I can't imagine how anyone can be excited to own P&G. What new products, new businesses, is P&G creating that would drive new revenues and higher prices to pay future higher dividends? Meanwhile, private label sales are up 8.4% this quarter. P&G can make some money by raising prices, but P&G Fis not a commodities trading company that can rely on price and cost arbitrage. Read more at http://www.ThePhoenixPrinciple.com

Ragnar Danneskjold said...

While I am not legally able to recommend stocks - and I am certainly no stock picker. I can't deny that P&G has positioned themselves better than most to be a recession survivor. If you look at the recent quarterly report, margins, and revenues - they did a rather impressive job - despite the economic slow down.
I don't know if it will go up, but I do know they will still be around while many companies strain under the need for more capital and debt in a inflation period. Not to mention they are one of the few companies not to cut their dividend.

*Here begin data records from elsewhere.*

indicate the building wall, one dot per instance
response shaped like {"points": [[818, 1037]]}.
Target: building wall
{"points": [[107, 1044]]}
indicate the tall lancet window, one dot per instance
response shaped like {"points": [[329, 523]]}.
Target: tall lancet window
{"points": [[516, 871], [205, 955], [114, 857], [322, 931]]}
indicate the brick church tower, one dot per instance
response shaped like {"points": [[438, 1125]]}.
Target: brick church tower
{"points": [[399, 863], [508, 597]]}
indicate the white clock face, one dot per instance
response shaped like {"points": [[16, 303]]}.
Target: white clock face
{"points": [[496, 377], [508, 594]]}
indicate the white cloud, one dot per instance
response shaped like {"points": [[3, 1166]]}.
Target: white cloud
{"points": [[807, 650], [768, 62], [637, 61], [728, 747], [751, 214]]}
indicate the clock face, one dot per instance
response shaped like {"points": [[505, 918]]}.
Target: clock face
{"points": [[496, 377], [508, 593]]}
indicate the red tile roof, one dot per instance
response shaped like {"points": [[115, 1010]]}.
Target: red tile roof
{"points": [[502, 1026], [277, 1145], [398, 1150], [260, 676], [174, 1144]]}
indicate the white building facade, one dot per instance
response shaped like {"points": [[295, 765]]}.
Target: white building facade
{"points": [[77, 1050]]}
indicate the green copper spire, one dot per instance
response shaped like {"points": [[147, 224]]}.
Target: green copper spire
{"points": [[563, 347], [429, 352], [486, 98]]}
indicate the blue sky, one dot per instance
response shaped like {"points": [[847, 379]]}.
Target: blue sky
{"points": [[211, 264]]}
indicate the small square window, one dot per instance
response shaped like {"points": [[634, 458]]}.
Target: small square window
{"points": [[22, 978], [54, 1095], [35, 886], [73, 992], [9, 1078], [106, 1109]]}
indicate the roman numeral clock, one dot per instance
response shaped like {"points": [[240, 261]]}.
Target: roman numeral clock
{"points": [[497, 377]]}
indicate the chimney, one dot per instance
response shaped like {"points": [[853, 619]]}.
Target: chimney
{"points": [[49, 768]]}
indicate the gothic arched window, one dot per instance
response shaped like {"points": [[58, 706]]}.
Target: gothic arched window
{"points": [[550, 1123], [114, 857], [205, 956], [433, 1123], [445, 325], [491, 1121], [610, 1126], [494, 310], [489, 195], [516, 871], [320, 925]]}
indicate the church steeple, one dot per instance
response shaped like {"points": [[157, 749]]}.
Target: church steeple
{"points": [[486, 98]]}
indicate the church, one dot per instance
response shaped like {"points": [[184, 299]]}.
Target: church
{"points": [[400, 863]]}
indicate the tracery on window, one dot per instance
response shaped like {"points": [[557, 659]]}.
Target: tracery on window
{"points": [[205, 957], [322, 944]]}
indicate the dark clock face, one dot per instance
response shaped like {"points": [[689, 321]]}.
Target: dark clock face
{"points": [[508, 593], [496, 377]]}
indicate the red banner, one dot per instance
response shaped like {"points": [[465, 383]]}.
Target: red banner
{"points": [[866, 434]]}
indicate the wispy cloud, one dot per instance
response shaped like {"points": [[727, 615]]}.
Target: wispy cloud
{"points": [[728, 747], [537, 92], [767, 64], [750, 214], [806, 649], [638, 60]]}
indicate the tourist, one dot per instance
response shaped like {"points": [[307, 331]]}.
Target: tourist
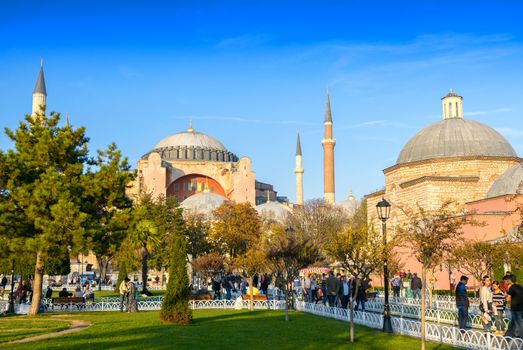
{"points": [[361, 295], [124, 294], [48, 292], [415, 286], [515, 300], [333, 285], [396, 286], [485, 305], [344, 291], [498, 305], [462, 302], [133, 297], [323, 285], [314, 288], [306, 288], [64, 293]]}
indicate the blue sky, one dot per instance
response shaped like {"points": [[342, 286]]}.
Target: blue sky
{"points": [[253, 74]]}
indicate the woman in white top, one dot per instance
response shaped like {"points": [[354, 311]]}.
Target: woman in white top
{"points": [[485, 297]]}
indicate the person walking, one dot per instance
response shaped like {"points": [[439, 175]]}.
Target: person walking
{"points": [[462, 302], [124, 294], [415, 286], [498, 305], [515, 299], [485, 305], [333, 286], [133, 297]]}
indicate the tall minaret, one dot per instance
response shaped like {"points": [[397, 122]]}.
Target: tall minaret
{"points": [[39, 93], [328, 156], [299, 173]]}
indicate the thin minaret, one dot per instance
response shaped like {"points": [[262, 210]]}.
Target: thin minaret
{"points": [[39, 93], [299, 173], [328, 144]]}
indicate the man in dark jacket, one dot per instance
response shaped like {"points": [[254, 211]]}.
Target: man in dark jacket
{"points": [[462, 302], [415, 286]]}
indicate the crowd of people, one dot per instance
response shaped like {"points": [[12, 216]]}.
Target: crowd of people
{"points": [[497, 301]]}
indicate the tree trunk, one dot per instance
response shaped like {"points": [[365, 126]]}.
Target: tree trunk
{"points": [[286, 300], [423, 290], [144, 270], [37, 284], [351, 322]]}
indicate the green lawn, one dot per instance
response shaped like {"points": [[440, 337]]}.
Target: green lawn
{"points": [[219, 329], [12, 328]]}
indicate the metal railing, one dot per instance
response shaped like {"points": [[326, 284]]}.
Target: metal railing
{"points": [[470, 339]]}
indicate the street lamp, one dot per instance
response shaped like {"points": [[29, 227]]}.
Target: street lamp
{"points": [[383, 209]]}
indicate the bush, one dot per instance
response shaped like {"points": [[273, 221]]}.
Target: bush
{"points": [[175, 307]]}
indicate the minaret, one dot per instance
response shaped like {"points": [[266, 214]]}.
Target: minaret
{"points": [[328, 156], [452, 105], [39, 93], [299, 173]]}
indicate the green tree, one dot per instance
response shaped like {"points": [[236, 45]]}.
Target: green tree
{"points": [[41, 188], [175, 306], [432, 234], [107, 206]]}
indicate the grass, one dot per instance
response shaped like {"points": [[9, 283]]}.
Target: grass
{"points": [[12, 328], [219, 329]]}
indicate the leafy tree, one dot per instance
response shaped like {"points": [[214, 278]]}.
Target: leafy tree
{"points": [[108, 206], [288, 251], [175, 306], [432, 235], [41, 188]]}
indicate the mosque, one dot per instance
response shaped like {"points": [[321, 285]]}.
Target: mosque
{"points": [[460, 160]]}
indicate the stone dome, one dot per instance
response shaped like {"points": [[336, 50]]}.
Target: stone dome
{"points": [[274, 210], [203, 203], [455, 137], [507, 183], [192, 145], [350, 205]]}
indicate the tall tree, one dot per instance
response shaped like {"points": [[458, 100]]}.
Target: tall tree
{"points": [[288, 251], [432, 234], [175, 306], [108, 206], [41, 189]]}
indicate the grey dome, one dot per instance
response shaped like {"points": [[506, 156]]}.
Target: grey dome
{"points": [[192, 145], [350, 205], [191, 138], [507, 183], [273, 210], [455, 137], [203, 203]]}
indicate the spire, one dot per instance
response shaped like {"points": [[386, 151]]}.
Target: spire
{"points": [[328, 116], [40, 82], [298, 146]]}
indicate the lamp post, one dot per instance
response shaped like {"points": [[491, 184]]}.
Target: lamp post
{"points": [[383, 208]]}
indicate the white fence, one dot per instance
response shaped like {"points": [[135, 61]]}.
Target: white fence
{"points": [[470, 339]]}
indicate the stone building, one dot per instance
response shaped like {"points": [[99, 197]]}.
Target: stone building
{"points": [[188, 162], [453, 159]]}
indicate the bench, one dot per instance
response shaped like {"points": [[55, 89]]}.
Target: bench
{"points": [[259, 297], [68, 302], [200, 297]]}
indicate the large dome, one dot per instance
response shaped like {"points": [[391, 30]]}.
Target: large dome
{"points": [[192, 145], [509, 182], [191, 138], [455, 137]]}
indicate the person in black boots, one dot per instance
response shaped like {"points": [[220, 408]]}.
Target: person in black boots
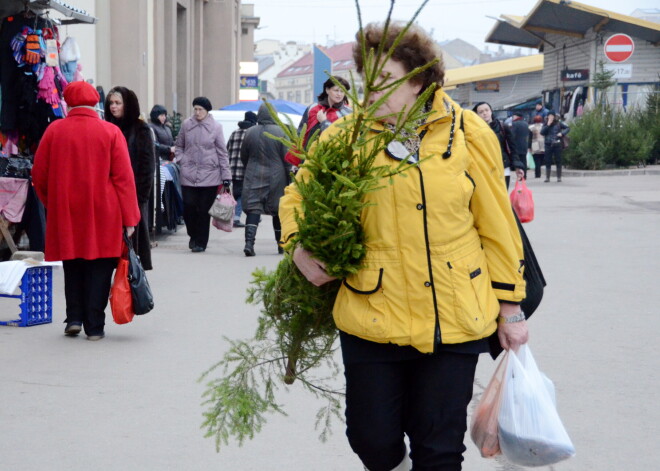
{"points": [[553, 131], [234, 148], [200, 150], [520, 139], [266, 175], [122, 109]]}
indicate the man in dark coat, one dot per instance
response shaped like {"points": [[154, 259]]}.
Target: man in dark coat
{"points": [[266, 176], [520, 140], [236, 165]]}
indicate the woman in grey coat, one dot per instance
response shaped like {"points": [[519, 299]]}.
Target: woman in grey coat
{"points": [[200, 151], [266, 176]]}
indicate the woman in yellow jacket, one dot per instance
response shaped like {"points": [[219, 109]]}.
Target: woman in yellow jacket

Would I go out and buy shares? I don't own any and probably would not. However, if I was a long-term investor - I certainly wouldn't panic and sell it out, as it is probably one of the few stable companies.
Again - because of my position - I do not recommend stocks - and we don't not own (nor are we short) any shares of P&G. I was just making an observation from their quarterly report and their fairly decent hedging and planning over the last 18 months (while it may not be reflected in their stock price.)